Gli illustri personaggi presenti all’inaugurazione non hanno mancato di notare una particolare forma di ossequio nei confronti del Presidente Vladimir Putin, che “ha subito appoggiato l’idea di un nuovo museo ebraico”, come ha sottolineato Aleksandr Boroda, presidente del museo e della federazione delle comunità ebraiche in Russia.
A un tratto, il percorso museale si fa meno concentrato riguardo ai momenti più dolorosi della coesistenza tra ebrei e russi, per esempio i pogrom della Russia zarista e l’invenzione del celebre quanto fasullo “Protocollo dei Savi di Sion”, inventato a tavolino dalla polizia dello zar e che continua ancor oggi a fare danni.

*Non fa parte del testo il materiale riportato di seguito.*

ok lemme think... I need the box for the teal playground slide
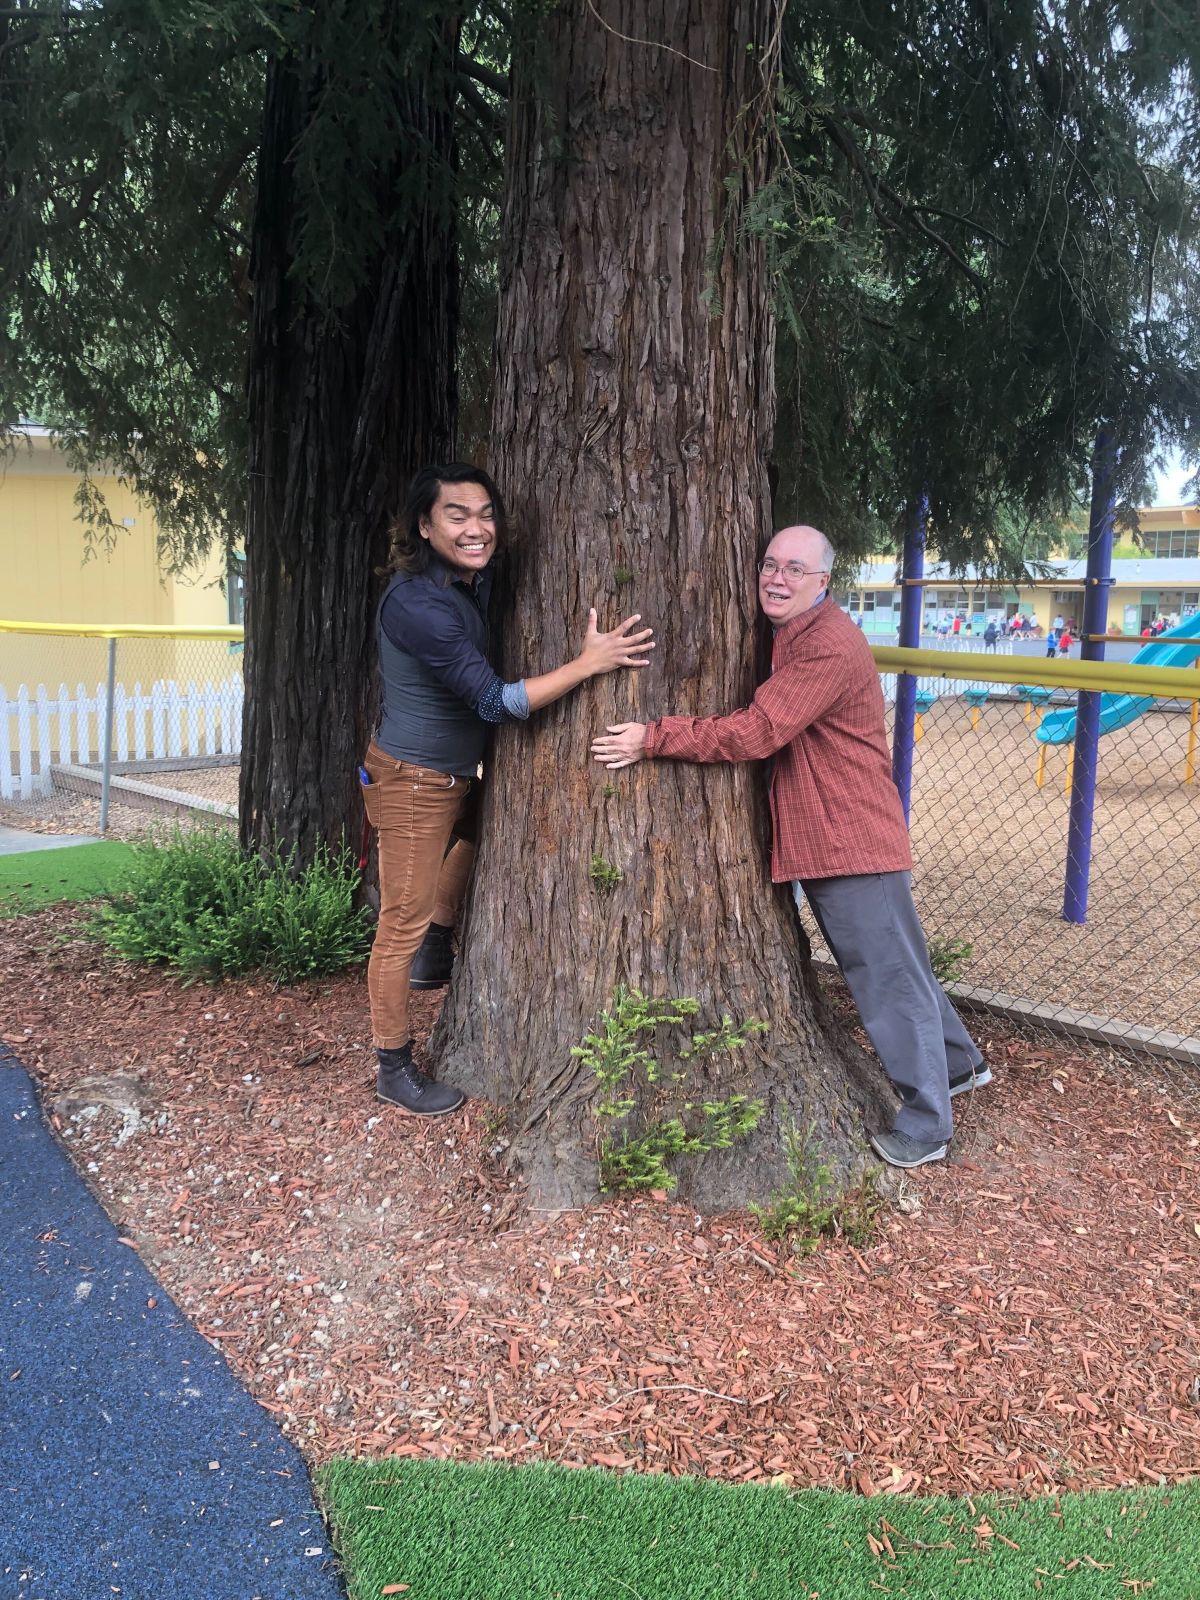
[1036,612,1200,745]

L’accento di questo percorso museale è per lo più dato al grande flagello che entrambi i popoli dovettero affrontare: la Seconda Guerra Mondiale.
Nel messaggio fatto pervenire da Vladimir Putin in occasione dell’inaugurazione, il Presidente ricorda che i due popoli sono entrambi strenuamente impegnati a difendere il ricordo di quel tragico periodo e a lottare contro ogni forma di revisionismo storico. Malgrado qualche aspetto diplomaticamente smussato, il museo ebraico rientra indubbiamente nel novero dei luoghi della memoria più efficaci al mondo.